1) I decided not to see Days of Future Past because the previous four X-Men films (all the films produced after United) were extremely sub-par. They had plenty of fireworks, lots of conflict, but that is not the same as having lots of plot, a high-quality story, with lovable, developing characters we can relate to. So many things just felt contrived, just thrown in there to look neat, my expectations (after four disappointments) were just far too low. I had no motivation to see it.
2) Outside the original trilogy, there was no clear, visible connection between any of these latest movies. It is my understanding that there is some explanation for this provided in Days of Future Past, but I wasn’t really interested in hearing it. Marvel has had a plan from the beginning, but Fox has not, so throwing some random connection into the mix in a desperate attempt to jump on the Avengers bandwagon, particularly in light of most of these films being so sub-par, just did not appeal to me.
However, with the good things I heard about Days of Future Past, I began to wonder. Perhaps I was completely wrong. Perhaps the MCU is giving us an unexpected gift, pushing Fox to step their game up. So, I watched it.
And I was wrong.
And I am very happy about it!
Well, ok, I am wrong insomuch as they actually produced a high-quality story, with more than just fireworks, more than conflict, more than “stuff that looks neat.” They had an actual plot in this movie. It was like going back to the first two movies again! Yay!

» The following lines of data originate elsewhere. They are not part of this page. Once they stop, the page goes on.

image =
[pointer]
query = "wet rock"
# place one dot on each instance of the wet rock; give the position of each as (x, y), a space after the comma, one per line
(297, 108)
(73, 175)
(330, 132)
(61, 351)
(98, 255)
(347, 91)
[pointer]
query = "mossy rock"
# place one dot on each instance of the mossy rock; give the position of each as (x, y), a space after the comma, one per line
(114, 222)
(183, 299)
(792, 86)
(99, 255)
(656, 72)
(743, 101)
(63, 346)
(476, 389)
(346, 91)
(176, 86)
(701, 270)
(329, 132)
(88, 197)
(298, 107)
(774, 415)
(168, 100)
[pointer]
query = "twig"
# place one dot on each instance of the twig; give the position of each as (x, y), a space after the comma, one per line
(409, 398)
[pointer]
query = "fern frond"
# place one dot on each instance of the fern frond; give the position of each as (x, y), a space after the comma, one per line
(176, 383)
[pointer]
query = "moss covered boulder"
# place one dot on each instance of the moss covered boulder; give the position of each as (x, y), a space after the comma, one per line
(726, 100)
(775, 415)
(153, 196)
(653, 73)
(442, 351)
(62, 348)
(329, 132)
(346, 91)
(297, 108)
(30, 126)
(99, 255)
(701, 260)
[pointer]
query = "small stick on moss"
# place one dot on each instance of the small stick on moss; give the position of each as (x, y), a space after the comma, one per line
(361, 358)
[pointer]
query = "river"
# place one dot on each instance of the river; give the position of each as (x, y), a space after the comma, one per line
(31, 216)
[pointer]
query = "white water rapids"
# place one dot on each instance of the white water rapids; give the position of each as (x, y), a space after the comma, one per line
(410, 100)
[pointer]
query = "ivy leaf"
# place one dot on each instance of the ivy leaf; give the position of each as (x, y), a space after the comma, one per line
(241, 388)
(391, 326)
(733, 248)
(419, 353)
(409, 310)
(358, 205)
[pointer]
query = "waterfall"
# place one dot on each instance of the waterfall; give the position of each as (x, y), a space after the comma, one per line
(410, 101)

The validity of this movie as part of an overarching Avenger-inspired franchise can still be debated, quite thoroughly.
While Avengers launched the MCU as a whole, Days of Future Past is more like hastily-applied bandages, or emergency repairs, or something along those lines. The starship X-Men has taken great damage, not the least of them in battling starship Avengers, and is now being held together by duct tape and bubblegum.
For one thing, the X-Men movies still have so many continuity errors when compared with each other, it gets difficult to keep track. They cannot all take place in the same universe. It simply can’t be done. Days of Future Past took these and tried to make them all fit together, but see above analogy regarding duct tape. We now have movies with virtually no connection to one another all jammed together in a massive, tangled jumble of chaos, one that puts the worst mass of tangle cords to absolute shame.
For another, while those movies apparently (somehow) all happened, they now have not happened. At the end of Days of Future Past, we see the establishment of a new timeline, after visiting the events of all the previous films, which completely overwrites everything that has happened, everything that has been “established.” Everyone who we saw die, or can infer died, in a the years following 1973, is alive again. Cyclops, Jean Grey, Beast, etc. So they took the time to tie all the movies together, and then wipe them out. New timeline. It’s another universe, distinct from all the others that were already distinct from each other.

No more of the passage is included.